Lee Brackstone, publisher at White Rabbit, acquired world rights to Faster Than a Cannonball: 1995 and All That from Jonny Geller at Curtis Brown, for publication on 13th October 2022.
The publisher’s synopsis reads: “Not only was the mid-nineties perhaps the last time that rock stars, music journalists and pop consumers held on to a belief in rock’s mystical power, it was a period of huge cultural upheaval – in art, literature, publishing and drugs.
“And it was a period of almost unparalleled hedonism, a time when many people thought they deserved to live the rock and roll lifestyle, when a generation of narcotic omnivores thought they could all be rock stars just by buying a magazine and a copy of ‘(What’s the Story) Morning Glory’, the second studio album by English rock band Oasis.”
Faster Than a Cannonball is described by the publisher as a cultural swipe of the decade from loungecore to the rise of New Labour, teasing all the relevant artistic strands through interviews with all the main protagonists and exhaustive re-evaluations of the important records of the year, from Radiohead to Pulp to Blur.
Jones, who in the 1980s was one of the first editors of i-D, before becoming a contributing editor of The Face and then the editor of Arena, said: “The nineties are often framed only as a time driven solely by Britpop, but the decade was an intoxicating period of cultural insurrection and social change. It was also the last analogue decade, where the forces of creativity rushed to finish the century in style.

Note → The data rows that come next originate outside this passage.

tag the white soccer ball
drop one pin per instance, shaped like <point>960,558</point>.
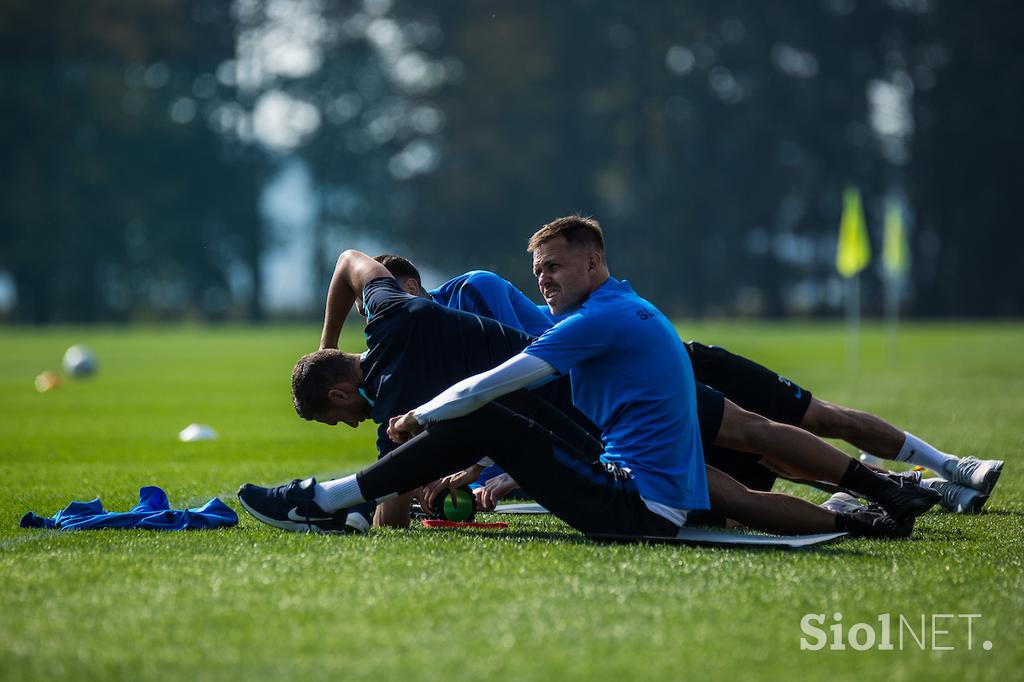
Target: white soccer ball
<point>79,361</point>
<point>195,432</point>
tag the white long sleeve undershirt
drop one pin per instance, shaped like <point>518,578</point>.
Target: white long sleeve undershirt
<point>474,392</point>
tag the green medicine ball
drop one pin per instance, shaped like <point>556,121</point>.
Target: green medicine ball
<point>463,511</point>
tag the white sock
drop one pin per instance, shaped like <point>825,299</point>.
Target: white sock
<point>918,452</point>
<point>338,494</point>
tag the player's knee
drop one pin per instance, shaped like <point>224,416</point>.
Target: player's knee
<point>827,420</point>
<point>741,430</point>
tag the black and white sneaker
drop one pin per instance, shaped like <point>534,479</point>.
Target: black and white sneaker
<point>872,521</point>
<point>291,507</point>
<point>907,499</point>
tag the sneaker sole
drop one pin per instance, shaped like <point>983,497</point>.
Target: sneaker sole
<point>918,507</point>
<point>291,526</point>
<point>990,479</point>
<point>975,506</point>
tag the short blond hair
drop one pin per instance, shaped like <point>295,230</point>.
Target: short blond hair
<point>573,228</point>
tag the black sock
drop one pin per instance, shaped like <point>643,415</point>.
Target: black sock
<point>864,480</point>
<point>847,522</point>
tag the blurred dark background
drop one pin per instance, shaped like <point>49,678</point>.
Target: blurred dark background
<point>207,160</point>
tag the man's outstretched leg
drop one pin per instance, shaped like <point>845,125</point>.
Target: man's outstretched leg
<point>758,389</point>
<point>877,436</point>
<point>784,514</point>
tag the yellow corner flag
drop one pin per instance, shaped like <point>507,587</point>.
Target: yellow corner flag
<point>895,257</point>
<point>854,253</point>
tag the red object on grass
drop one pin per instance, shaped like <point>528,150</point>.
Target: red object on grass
<point>441,523</point>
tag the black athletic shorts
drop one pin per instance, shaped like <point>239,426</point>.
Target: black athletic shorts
<point>748,384</point>
<point>744,467</point>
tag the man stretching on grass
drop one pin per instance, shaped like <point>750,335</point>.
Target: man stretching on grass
<point>416,348</point>
<point>968,481</point>
<point>729,433</point>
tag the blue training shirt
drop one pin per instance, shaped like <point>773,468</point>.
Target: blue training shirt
<point>487,295</point>
<point>632,376</point>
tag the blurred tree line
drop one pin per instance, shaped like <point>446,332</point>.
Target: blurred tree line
<point>712,139</point>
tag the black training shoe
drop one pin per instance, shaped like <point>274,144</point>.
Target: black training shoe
<point>291,507</point>
<point>872,521</point>
<point>907,499</point>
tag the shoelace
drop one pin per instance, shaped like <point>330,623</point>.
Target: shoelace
<point>949,494</point>
<point>965,469</point>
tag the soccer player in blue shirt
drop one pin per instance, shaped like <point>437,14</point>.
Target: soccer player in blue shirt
<point>417,347</point>
<point>734,440</point>
<point>629,372</point>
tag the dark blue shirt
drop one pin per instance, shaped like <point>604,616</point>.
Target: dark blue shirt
<point>417,348</point>
<point>486,294</point>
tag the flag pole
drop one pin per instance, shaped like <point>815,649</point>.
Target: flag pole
<point>853,321</point>
<point>853,253</point>
<point>895,261</point>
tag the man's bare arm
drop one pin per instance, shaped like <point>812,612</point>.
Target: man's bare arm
<point>353,270</point>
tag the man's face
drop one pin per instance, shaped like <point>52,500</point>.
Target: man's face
<point>563,273</point>
<point>345,406</point>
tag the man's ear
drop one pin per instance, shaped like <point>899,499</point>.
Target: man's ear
<point>410,286</point>
<point>340,394</point>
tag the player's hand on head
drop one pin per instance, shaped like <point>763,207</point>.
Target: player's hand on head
<point>500,485</point>
<point>485,501</point>
<point>402,428</point>
<point>451,483</point>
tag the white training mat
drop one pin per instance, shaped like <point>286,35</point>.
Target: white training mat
<point>524,508</point>
<point>713,538</point>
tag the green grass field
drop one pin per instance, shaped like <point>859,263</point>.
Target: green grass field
<point>536,602</point>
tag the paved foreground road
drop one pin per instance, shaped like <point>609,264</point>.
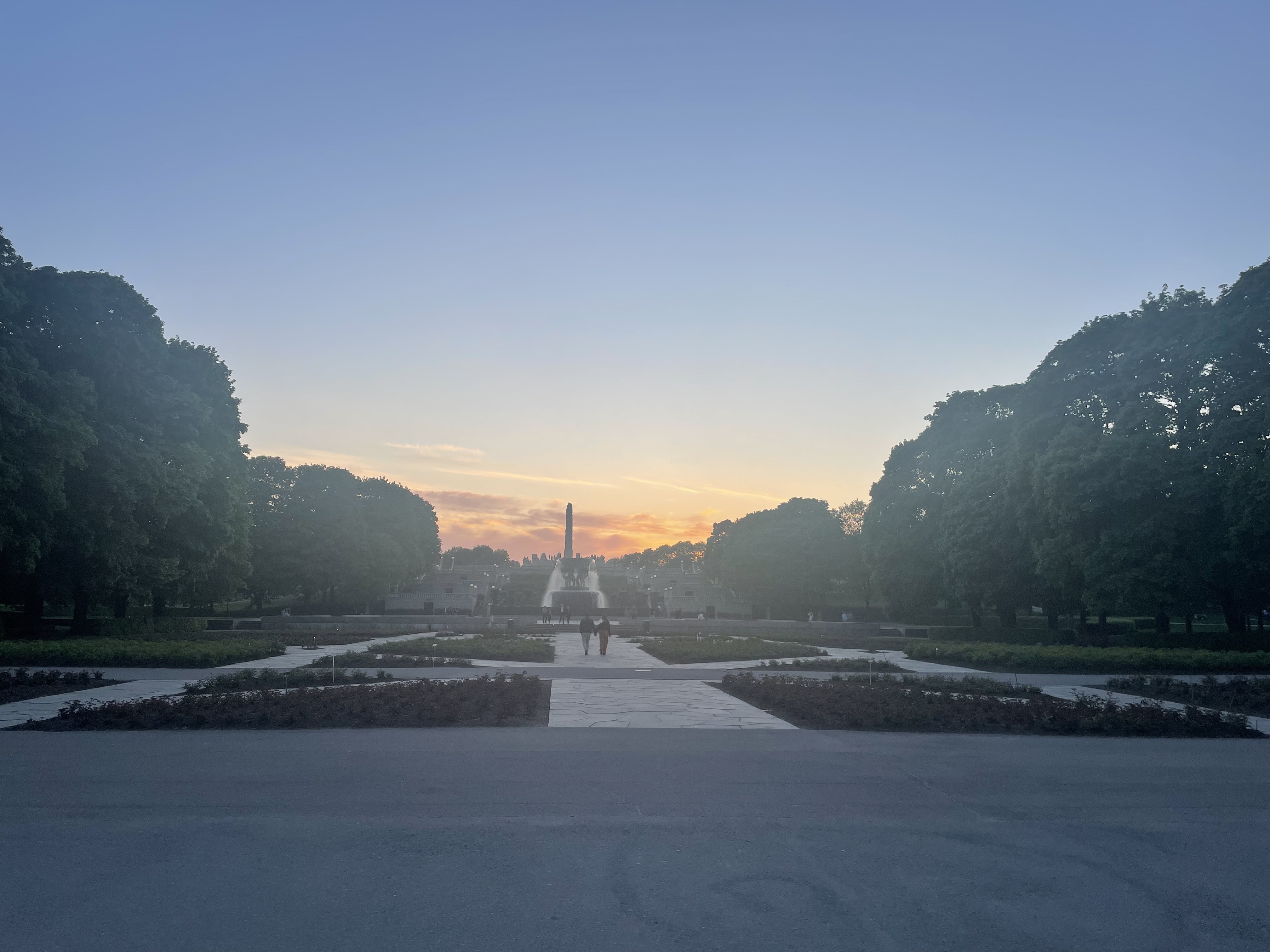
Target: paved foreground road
<point>630,841</point>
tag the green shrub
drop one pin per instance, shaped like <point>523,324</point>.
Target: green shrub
<point>498,701</point>
<point>418,652</point>
<point>1249,696</point>
<point>117,653</point>
<point>1096,660</point>
<point>693,652</point>
<point>143,627</point>
<point>272,678</point>
<point>914,705</point>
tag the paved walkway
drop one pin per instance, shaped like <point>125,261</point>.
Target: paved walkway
<point>43,709</point>
<point>595,702</point>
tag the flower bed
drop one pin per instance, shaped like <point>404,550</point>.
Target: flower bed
<point>417,653</point>
<point>680,650</point>
<point>1070,659</point>
<point>891,704</point>
<point>498,701</point>
<point>23,685</point>
<point>270,678</point>
<point>117,653</point>
<point>1249,696</point>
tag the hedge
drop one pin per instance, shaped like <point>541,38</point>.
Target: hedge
<point>118,653</point>
<point>888,704</point>
<point>1094,660</point>
<point>498,701</point>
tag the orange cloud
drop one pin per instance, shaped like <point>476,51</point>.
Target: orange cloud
<point>526,526</point>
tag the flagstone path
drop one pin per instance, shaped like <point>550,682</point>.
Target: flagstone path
<point>595,702</point>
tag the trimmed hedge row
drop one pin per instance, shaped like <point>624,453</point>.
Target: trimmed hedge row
<point>118,653</point>
<point>1094,660</point>
<point>498,701</point>
<point>908,705</point>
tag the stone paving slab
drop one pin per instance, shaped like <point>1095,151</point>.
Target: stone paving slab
<point>592,702</point>
<point>43,709</point>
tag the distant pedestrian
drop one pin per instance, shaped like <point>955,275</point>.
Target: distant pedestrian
<point>605,630</point>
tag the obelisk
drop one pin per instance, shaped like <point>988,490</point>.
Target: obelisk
<point>568,531</point>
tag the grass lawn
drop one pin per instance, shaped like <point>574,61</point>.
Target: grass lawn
<point>1249,696</point>
<point>681,650</point>
<point>834,664</point>
<point>417,653</point>
<point>23,685</point>
<point>1070,659</point>
<point>948,705</point>
<point>120,653</point>
<point>518,701</point>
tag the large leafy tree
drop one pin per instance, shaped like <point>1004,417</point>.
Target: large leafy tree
<point>788,555</point>
<point>1128,473</point>
<point>44,431</point>
<point>141,489</point>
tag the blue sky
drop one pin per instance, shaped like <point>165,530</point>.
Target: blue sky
<point>671,262</point>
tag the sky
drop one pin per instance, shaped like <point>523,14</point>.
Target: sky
<point>671,262</point>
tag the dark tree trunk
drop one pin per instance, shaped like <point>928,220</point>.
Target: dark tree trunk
<point>1101,638</point>
<point>79,616</point>
<point>1235,619</point>
<point>33,606</point>
<point>1006,614</point>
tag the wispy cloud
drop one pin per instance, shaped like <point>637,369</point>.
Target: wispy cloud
<point>703,489</point>
<point>667,485</point>
<point>443,451</point>
<point>526,478</point>
<point>525,526</point>
<point>738,493</point>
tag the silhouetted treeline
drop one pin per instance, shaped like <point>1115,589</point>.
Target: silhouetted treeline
<point>1127,474</point>
<point>124,477</point>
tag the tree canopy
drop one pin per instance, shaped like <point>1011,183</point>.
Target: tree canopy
<point>1128,473</point>
<point>124,475</point>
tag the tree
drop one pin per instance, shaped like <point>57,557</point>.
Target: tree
<point>43,432</point>
<point>779,557</point>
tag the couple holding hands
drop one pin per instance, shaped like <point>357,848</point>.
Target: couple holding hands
<point>603,627</point>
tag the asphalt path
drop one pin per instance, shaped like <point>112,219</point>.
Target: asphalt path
<point>625,841</point>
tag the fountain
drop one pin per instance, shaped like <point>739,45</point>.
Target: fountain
<point>575,583</point>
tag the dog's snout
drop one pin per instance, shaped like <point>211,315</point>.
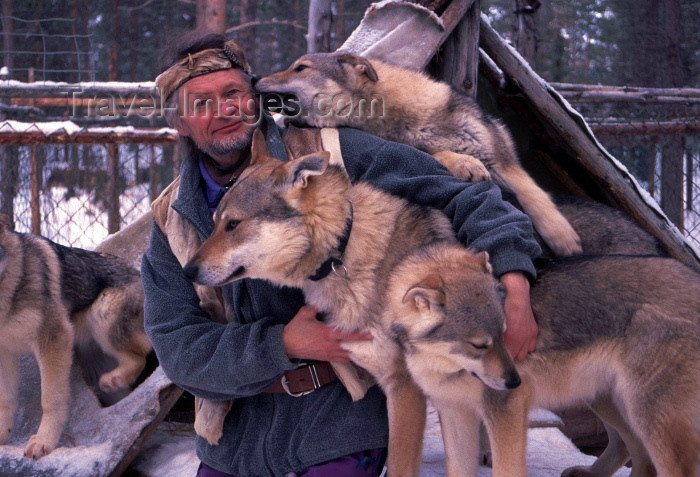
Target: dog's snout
<point>513,380</point>
<point>191,271</point>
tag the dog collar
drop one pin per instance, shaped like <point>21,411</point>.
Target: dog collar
<point>335,260</point>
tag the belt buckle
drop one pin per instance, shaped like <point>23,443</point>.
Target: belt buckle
<point>314,380</point>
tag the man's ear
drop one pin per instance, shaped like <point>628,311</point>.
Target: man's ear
<point>258,150</point>
<point>181,130</point>
<point>299,170</point>
<point>426,294</point>
<point>362,65</point>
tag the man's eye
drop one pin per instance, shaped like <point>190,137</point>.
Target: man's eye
<point>480,345</point>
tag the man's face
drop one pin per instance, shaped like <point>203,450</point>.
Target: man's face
<point>218,112</point>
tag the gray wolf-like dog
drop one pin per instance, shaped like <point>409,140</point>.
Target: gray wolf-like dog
<point>53,297</point>
<point>282,221</point>
<point>406,106</point>
<point>607,324</point>
<point>619,333</point>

In art, music, politics, fashion, media, sport and the cultural world of the underground, the decade easily equalled the sixties in scope and ambition.”
Brackstone said: ‘"With his book on Bowie and Sweet Dreams, his account of the new romantic moment, Dylan Jones proved himself to be a master of the oral history. Faster Than a Cannonball is further evidence that no one is pushing the form further, working it harder, than Dylan.”